The DnD system is very versatile and can be used to do many awesome things but there ARE some fragile things in the system. Having a playable avian race in the game suddenly gives a character a very useful/powerful ability to fly extremely early in the games, a character with many legs like a drider renders a hound's annoying ability to trip (for free without provoking AoO) inconsequential (in addition to anyone/anything that can trip in general) and as you continue to go down the (interesting) races, you begin finding things that truly set them apart during gameplay (which in and of itself SHOULD be an awesome thing but in the fragile system that renders all playable races equal is an unforseen factor that can really throw a wrench in the gears).
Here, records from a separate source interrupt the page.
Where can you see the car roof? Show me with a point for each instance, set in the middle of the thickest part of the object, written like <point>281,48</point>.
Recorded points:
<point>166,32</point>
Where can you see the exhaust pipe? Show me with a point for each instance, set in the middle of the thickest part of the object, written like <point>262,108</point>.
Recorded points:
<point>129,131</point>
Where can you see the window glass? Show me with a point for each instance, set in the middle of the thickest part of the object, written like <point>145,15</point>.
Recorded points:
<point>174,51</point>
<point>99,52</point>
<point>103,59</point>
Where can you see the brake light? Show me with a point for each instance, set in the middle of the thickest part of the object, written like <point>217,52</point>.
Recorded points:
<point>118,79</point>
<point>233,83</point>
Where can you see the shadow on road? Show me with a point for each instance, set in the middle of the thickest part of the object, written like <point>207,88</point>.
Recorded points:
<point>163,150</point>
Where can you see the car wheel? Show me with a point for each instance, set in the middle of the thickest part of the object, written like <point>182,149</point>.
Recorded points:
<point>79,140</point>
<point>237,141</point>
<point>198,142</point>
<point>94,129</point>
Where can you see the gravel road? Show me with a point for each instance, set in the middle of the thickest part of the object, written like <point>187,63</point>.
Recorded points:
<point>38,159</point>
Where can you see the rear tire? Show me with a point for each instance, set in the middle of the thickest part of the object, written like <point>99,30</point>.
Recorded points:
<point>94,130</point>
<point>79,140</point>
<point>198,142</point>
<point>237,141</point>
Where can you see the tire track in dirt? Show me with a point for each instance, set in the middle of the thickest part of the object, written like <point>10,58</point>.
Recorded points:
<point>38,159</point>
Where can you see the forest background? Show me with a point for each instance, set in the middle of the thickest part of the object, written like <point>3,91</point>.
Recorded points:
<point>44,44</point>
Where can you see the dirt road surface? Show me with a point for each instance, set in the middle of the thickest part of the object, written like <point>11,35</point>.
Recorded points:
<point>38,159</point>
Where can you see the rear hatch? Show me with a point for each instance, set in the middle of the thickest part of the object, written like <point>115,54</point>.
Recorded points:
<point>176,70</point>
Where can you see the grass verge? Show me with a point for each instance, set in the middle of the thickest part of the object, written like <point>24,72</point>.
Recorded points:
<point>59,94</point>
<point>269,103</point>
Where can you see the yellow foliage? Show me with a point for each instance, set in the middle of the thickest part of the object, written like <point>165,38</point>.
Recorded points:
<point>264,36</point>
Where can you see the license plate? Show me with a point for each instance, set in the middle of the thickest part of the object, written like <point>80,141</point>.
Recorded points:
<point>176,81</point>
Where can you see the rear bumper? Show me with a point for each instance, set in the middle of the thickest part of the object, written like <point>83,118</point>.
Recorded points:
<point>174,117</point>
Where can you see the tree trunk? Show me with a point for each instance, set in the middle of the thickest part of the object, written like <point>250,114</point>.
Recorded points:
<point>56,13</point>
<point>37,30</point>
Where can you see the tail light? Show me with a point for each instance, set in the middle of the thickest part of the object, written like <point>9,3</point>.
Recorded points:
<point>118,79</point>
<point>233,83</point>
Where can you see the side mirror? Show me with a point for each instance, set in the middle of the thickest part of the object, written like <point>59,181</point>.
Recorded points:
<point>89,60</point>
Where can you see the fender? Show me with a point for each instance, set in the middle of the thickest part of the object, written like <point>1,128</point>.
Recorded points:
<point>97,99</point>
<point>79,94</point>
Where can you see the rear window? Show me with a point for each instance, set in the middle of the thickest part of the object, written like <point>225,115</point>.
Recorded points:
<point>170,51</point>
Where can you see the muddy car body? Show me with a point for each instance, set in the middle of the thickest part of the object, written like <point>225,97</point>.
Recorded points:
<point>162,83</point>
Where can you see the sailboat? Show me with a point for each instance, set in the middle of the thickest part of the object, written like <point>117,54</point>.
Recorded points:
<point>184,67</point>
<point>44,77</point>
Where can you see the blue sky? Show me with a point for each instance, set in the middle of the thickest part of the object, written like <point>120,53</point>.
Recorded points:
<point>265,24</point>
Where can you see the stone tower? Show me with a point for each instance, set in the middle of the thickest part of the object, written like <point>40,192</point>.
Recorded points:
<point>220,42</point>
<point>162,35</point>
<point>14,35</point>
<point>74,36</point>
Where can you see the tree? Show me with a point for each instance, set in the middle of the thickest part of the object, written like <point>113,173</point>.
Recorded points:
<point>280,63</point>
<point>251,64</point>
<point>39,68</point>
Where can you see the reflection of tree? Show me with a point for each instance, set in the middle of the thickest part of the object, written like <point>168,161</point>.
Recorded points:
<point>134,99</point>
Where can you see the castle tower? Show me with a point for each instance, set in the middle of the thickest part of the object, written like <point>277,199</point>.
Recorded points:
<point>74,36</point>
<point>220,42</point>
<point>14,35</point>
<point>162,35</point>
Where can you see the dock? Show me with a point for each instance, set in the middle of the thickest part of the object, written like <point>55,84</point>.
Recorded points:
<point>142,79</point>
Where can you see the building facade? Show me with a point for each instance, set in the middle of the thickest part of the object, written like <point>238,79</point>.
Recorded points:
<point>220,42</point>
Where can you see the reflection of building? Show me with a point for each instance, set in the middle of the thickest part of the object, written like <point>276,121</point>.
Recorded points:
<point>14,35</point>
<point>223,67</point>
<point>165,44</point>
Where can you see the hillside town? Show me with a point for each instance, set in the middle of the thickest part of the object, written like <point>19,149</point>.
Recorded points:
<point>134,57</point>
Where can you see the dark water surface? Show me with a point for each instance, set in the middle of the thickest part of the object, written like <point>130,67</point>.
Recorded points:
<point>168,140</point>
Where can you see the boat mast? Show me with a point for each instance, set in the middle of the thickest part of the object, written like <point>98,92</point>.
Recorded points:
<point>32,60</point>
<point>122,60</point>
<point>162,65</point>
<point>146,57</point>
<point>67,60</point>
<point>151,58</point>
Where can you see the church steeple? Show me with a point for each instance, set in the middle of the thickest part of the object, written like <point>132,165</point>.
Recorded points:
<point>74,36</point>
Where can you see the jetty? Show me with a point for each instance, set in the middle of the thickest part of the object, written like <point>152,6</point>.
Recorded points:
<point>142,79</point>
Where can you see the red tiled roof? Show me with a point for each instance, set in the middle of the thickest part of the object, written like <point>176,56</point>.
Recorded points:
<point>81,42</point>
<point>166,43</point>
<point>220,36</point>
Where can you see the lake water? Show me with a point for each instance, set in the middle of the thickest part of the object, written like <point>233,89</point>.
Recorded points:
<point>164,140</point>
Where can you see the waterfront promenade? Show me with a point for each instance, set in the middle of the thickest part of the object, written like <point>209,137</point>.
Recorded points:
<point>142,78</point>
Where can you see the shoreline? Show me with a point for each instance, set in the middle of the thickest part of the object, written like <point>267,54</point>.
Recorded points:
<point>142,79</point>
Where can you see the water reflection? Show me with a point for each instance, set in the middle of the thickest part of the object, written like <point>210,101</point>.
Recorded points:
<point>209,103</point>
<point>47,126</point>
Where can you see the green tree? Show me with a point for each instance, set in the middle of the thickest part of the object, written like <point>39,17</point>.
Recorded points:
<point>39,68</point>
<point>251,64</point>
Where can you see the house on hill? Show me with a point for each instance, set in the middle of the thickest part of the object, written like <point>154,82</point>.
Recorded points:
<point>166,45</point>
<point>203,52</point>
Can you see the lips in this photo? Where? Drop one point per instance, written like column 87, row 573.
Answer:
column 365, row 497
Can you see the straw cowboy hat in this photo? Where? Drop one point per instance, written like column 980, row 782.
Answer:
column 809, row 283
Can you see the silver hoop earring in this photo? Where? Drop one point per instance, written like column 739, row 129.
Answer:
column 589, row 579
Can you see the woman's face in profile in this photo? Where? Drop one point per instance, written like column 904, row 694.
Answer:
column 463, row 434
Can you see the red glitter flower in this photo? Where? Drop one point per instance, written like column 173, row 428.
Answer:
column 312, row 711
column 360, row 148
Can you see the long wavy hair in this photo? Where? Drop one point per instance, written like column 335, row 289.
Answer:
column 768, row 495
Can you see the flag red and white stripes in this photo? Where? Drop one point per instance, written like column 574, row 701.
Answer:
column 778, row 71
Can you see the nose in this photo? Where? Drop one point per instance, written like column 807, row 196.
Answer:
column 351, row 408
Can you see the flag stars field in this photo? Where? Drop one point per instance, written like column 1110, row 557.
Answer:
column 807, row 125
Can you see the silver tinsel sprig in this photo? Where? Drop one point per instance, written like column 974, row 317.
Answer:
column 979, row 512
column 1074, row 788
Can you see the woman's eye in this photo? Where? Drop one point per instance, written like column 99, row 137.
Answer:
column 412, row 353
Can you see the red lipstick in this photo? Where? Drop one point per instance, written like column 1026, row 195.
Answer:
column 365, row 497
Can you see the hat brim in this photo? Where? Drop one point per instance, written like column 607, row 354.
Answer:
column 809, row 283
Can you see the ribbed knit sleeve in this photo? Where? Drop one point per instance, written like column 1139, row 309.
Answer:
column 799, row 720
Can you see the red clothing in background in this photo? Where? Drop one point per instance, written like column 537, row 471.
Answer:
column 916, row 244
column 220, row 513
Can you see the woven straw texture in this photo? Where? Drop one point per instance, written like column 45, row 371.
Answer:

There are classes that emulate those abilities, true, but it's a feature of that class which is why feats can't reproduce most if not all of them (like flight, having many legs, having a serpentine body, being made of ooze, etc.). If sleep was a spell that continued to be used and made useful past the first couple of levels (for anyone OTHER than the witch that takes that hex), you'd probably find elves and half-elves losing their immunity to sleep effects, instead certain creatures now have that feature as part of their charm (like the sandman).
THIS is probably why the savage races book REALLY needs to have a PF counterpart.
| Vivianne Laflamme |
| 1 person marked this as a favorite. |
Having a playable avian race in the game suddenly gives a character a very useful/powerful ability to fly extremely early in the games,
Tengu can fly? :P
Anyway, it's possible to have a winged race without giving flight at 1st level. The raptorans from the 3.5 splat book Races of the Wild did this. Starting at 1st level they can glide, traveling 20' forward for every 5' of descent. At 5th level, they can fly for a number of consecutive rounds equal to their Con mod (but they can glide between that). At 10th level, they get full flight all day e'ry day.
| cmastah |
cmastah wrote:Having a playable avian race in the game suddenly gives a character a very useful/powerful ability to fly extremely early in the games,Tengu can fly? :P
Anyway, it's possible to have a winged race without giving flight at 1st level. The raptorans from the 3.5 splat book Races of the Wild did this. Starting at 1st level they can glide, traveling 20' forward for every 5' of descent. At 5th level, they can fly for a number of consecutive rounds equal to their Con mod (but they can glide between that). At 10th level, they get full flight all day e'ry day.
True enough, as per the bestiary entry, fetchling PCs (or NPCs for that matter) can't move out of the material plane until a higher level (I think level 7 or 10).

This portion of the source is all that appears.